Alarm fatigue has gotten a lot of press over the past few years, but it’s not the only dangerous alarm-related issue facing hospitals. A lesser-known condition is finally getting some much needed attention. It’s called “auditory masking,” and like its cousin, alarm fatigue, it threatens the safety of patients and the sanity of the nursing teams who care for them.
In a nutshell, auditory masking occurs when people cannot discern a specific sound (alarm) due to the constant presence of a second sound or multiple sounds (the beeps and bells associated with various patient monitoring devices). Until recently, it has been difficult to detect, but a new algorithm for pinpointing the presence of auditory masking holds great promise for ushering the standard for patient alarm systems into the 21st century.

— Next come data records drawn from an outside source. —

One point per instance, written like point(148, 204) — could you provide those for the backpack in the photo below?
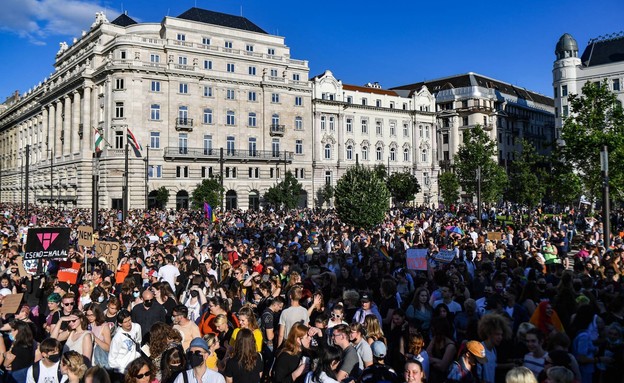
point(37, 371)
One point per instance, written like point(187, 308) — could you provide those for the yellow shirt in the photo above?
point(257, 335)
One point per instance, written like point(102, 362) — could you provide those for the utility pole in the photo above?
point(124, 213)
point(27, 177)
point(606, 220)
point(479, 194)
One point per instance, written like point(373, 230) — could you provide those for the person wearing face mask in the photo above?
point(47, 369)
point(148, 313)
point(197, 354)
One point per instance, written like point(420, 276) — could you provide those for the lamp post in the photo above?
point(604, 167)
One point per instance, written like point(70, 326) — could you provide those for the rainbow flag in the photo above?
point(209, 213)
point(383, 251)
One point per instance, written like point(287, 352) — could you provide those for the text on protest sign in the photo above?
point(108, 250)
point(48, 242)
point(417, 259)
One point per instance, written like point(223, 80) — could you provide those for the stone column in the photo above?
point(75, 126)
point(87, 129)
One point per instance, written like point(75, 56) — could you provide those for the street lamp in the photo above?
point(604, 167)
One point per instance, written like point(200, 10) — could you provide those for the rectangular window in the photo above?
point(155, 112)
point(119, 110)
point(182, 171)
point(155, 86)
point(207, 172)
point(119, 139)
point(155, 171)
point(119, 84)
point(155, 140)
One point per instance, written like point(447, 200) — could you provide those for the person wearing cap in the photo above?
point(464, 370)
point(379, 371)
point(197, 355)
point(368, 307)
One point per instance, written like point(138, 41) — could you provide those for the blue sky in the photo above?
point(394, 43)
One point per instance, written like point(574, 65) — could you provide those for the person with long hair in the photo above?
point(327, 366)
point(245, 364)
point(21, 355)
point(140, 370)
point(73, 366)
point(101, 334)
point(247, 319)
point(173, 362)
point(290, 362)
point(76, 336)
point(420, 310)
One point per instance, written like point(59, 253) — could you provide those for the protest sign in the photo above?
point(48, 242)
point(445, 256)
point(10, 303)
point(68, 272)
point(85, 236)
point(108, 250)
point(417, 259)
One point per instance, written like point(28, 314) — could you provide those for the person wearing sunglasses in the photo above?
point(73, 330)
point(140, 370)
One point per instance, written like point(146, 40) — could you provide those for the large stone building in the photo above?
point(206, 92)
point(602, 59)
point(507, 112)
point(370, 125)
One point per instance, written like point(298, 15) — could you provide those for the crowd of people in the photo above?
point(299, 296)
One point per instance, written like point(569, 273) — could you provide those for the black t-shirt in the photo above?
point(234, 370)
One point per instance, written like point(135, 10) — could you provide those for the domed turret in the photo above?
point(566, 47)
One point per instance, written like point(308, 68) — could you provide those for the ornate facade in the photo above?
point(204, 93)
point(370, 125)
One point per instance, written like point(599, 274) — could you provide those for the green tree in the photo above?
point(596, 119)
point(527, 178)
point(361, 197)
point(449, 188)
point(209, 191)
point(325, 194)
point(403, 187)
point(162, 197)
point(285, 194)
point(479, 150)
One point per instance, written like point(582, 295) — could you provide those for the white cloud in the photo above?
point(36, 20)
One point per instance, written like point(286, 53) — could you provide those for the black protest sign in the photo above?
point(47, 242)
point(108, 250)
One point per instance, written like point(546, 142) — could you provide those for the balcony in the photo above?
point(174, 153)
point(184, 124)
point(277, 130)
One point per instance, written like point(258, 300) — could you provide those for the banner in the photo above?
point(108, 250)
point(48, 242)
point(417, 259)
point(68, 272)
point(445, 256)
point(85, 236)
point(10, 303)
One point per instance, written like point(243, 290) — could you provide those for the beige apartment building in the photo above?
point(203, 93)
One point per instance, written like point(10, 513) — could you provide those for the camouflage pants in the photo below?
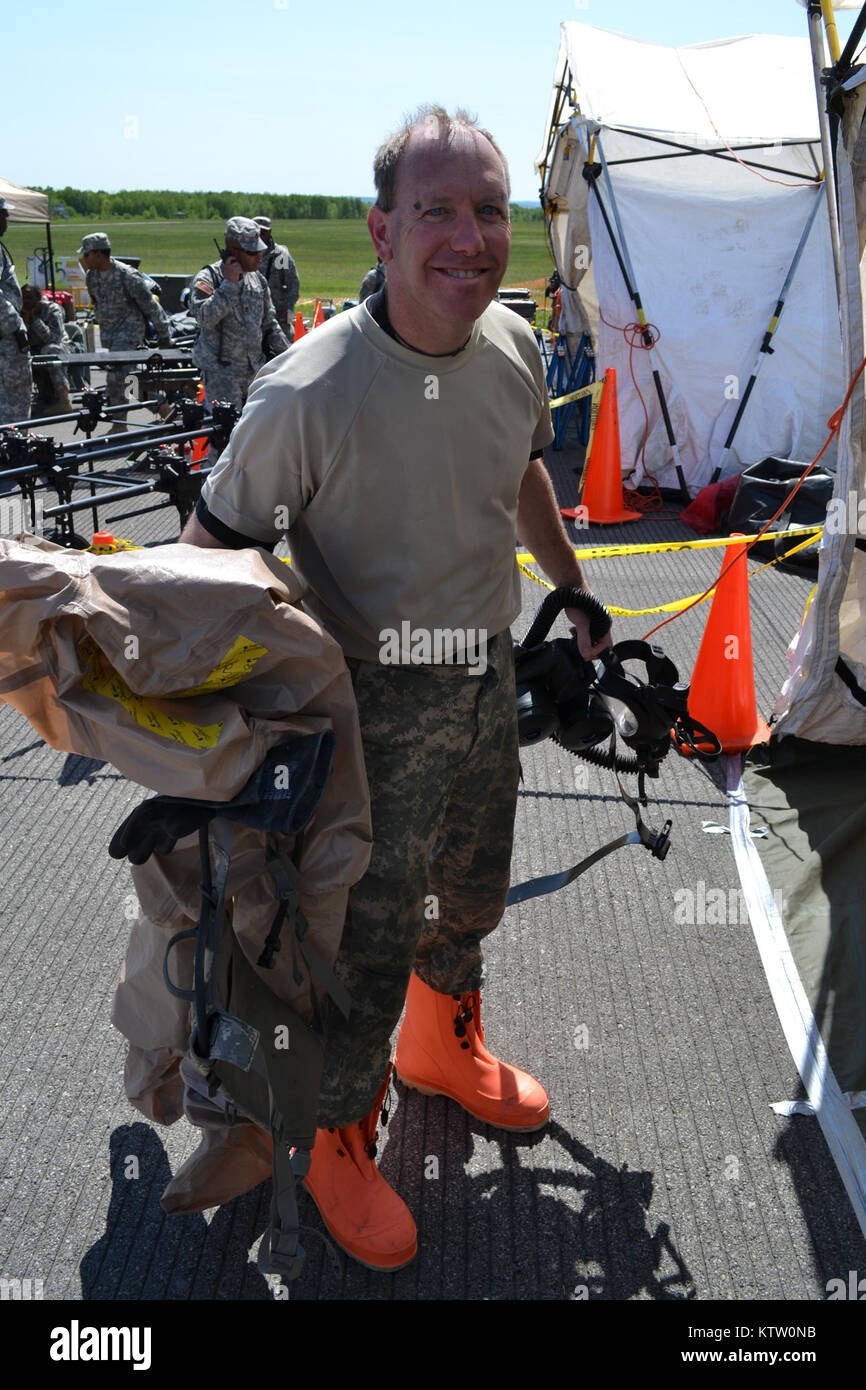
point(442, 763)
point(116, 377)
point(15, 382)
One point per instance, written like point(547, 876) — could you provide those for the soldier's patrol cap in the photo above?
point(95, 242)
point(243, 231)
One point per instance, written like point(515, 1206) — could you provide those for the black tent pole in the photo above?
point(591, 174)
point(768, 338)
point(844, 64)
point(47, 232)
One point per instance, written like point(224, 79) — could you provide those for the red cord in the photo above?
point(634, 335)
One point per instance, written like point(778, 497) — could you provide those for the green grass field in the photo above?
point(331, 256)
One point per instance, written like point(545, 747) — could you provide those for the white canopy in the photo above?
point(24, 205)
point(712, 167)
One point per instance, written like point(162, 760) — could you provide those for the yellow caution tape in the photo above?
point(599, 552)
point(111, 549)
point(235, 666)
point(662, 608)
point(100, 677)
point(676, 605)
point(592, 389)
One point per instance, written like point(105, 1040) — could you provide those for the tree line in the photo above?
point(164, 205)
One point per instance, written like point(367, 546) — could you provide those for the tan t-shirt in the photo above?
point(394, 474)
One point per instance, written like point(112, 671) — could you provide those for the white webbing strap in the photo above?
point(833, 1112)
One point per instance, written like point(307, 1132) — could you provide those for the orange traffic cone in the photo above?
point(199, 446)
point(722, 692)
point(602, 495)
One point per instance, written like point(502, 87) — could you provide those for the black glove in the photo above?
point(154, 827)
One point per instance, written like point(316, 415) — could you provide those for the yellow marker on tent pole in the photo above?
point(833, 38)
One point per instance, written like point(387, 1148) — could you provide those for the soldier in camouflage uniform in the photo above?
point(238, 328)
point(124, 306)
point(281, 274)
point(46, 334)
point(403, 487)
point(15, 378)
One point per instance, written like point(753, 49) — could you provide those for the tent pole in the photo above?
point(768, 338)
point(633, 289)
point(833, 35)
point(848, 52)
point(816, 41)
point(47, 232)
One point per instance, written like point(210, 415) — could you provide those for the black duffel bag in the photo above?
point(762, 489)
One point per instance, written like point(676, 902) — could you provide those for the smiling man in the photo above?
point(399, 449)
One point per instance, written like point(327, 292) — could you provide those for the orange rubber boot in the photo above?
point(362, 1211)
point(441, 1052)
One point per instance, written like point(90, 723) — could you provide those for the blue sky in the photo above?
point(295, 95)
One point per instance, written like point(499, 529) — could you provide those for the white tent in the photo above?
point(24, 205)
point(706, 164)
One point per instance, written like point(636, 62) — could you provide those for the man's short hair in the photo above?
point(442, 127)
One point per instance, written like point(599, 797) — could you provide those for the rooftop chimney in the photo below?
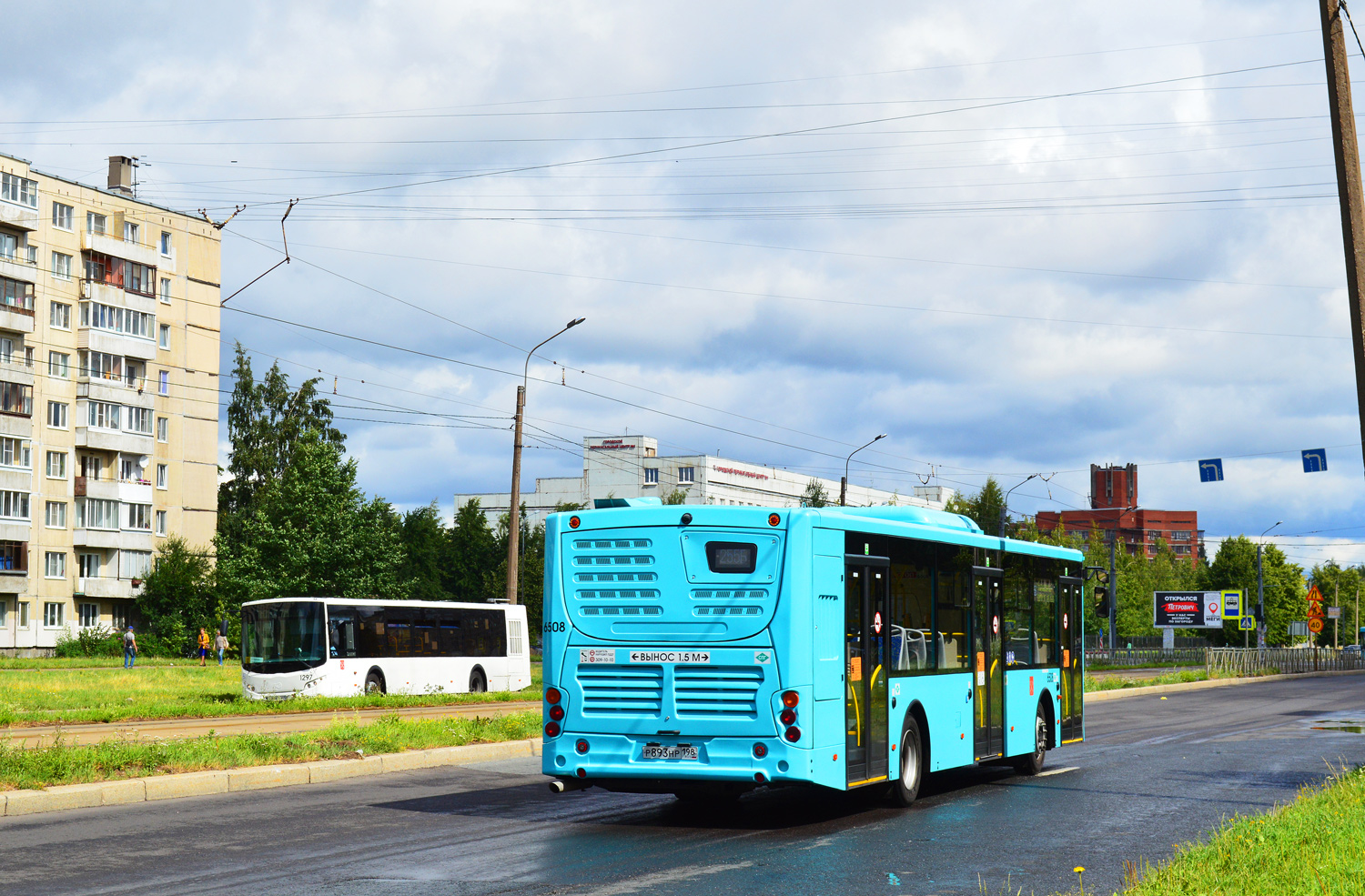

Andrew Boyd, Assistant Professor of Biomedical and Health Information Sciences at the University of Illinois at Chicago, is part of the team that was recently awarded a research grant to work with the developers of IEC 60601-1-8—the international standard for patient alarm systems in hospitals—to improve the standard based on new data and research. Perhaps most notably, emphasis will be placed on decreasing the likelihood of “auditory masking” in future patient monitoring equipment.
The original IEC standard was created with good intentions—to help make important or emergency patient alarms discernible from the dozens of other sounds in a hospital setting. What many caregivers, patients and even providers don’t know is that all hospital alarms are required to meet this standard. Consequently, all manufacturers and device makers design their alarm systems for hospitals based on the standard and its melodies. More and more, we’re discovering that this acoustic-dependent system leads to sensory overload for clinicians and nurses due to the constant presence of multiple beeps and alarms in hospitals. Alarms become indiscernible over time. Enter “auditory masking” and alarm fatigue.
Regardless of how flawed the technology or the alarm system may be, nurses today are held responsible for missing patient alarms. What’s worse, the manufacturers of legacy patient alarm systems have little to no incentive to improve their existing alarm systems because they still meet a standard that was set many years ago, before we knew what we know today about auditory masking and the drawbacks of an antiquated, highly subjective system.
The bottom line, as Dr. Boyd put it, is that the system is still setting up our health professionals to fail. We agree. That is why Amplion’s alarm management capabilities were developed in a completely new way, with clinicians, nurses and ease of use in the forefront. Our system doesn’t rely on melodious sounds to alert nurses. When alarms sound, nurses get messages sent directly to their phones. Masking becomes a non-issue, and the precision with which staff can respond to alarms enables a patient care system that is safer, more effective and more measurable.
We understand what’s at stake with a missed alarm, and we’re looking forward to the changes in standards for alarm systems that Dr. Boyd’s research will bring.